Initiated in reaction against the perceived impoverishment of the decorative arts and the conditions in which they were produced, the movement flourished in Europe and North America between about 1880 and 1920. Some consider that it is the root of the Modern Style, a British expression of what later came to be called the Art Nouveau movement. Others consider that it is the incarnation of Art Nouveau in England.

Others consider Art and Crafts to be in opposition to Art Nouveau. Arts and Crafts indeed criticized Art Nouveau for its use of industrial materials such as iron.

Arts and crafts should be “for the people and by the people” proclaimed by William Morris". Henry van de Velde disagreed. He understood the social discourse of Arts and Crafts, but was not an unconditional disciple of it. He ended turning away from it, considering it as anachronistic and tinged with quixoticism.

In Japan, it emerged in the 1920s as the Mingei movement. It stood for traditional craftsmanship, and often used medieval, romantic, or folk styles of decoration. It advocated economic and social reform and was anti-industrial in its orientation. It had a strong influence on the arts in Europe until it was displaced by Modernism in the 1930s, and its influence continued among craft makers, designers, and town planners long afterwards.
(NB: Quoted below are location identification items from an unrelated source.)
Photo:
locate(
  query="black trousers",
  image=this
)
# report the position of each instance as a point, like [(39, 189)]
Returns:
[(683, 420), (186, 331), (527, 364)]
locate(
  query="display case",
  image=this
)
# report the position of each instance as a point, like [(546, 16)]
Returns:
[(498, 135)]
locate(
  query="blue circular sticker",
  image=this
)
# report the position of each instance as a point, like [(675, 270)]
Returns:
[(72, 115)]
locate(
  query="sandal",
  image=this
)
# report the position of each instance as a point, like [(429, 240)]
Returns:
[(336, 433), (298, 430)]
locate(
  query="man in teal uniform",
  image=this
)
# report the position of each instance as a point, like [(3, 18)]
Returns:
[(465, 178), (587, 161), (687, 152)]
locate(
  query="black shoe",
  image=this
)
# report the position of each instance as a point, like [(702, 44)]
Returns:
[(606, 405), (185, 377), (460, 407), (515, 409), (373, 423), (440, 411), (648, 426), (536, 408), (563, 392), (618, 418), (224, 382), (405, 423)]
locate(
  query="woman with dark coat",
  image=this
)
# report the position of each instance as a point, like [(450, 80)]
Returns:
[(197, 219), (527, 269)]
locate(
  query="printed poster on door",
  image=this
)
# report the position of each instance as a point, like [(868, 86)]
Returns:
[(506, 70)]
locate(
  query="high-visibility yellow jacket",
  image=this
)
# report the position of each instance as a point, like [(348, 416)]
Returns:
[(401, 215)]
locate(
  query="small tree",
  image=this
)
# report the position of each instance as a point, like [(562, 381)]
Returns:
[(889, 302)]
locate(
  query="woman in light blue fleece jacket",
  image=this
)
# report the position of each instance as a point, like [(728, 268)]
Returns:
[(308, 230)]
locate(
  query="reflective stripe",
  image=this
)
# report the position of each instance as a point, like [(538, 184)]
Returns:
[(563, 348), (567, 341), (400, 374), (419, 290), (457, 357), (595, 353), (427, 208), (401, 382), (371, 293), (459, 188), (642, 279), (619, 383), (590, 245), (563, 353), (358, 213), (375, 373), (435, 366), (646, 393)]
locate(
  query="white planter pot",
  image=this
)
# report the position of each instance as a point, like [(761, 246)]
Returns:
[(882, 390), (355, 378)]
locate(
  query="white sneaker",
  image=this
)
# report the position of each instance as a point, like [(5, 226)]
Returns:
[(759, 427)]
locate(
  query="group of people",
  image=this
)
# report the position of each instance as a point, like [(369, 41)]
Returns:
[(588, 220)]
The term was first used by T. J. Cobden-Sanderson at a meeting of the Arts and Crafts Exhibition Society in 1887, although the principles and style on which it was based had been developing in England for at least 20 years. It was inspired by the ideas of historian Thomas Carlyle, art critic John Ruskin, and designer William Morris. In Scotland, it is associated with key figures such as Charles Rennie Mackintosh. Viollet le Duc's books on nature and Gothic art also play an essential part in the esthetics of the Arts and Crafts movement.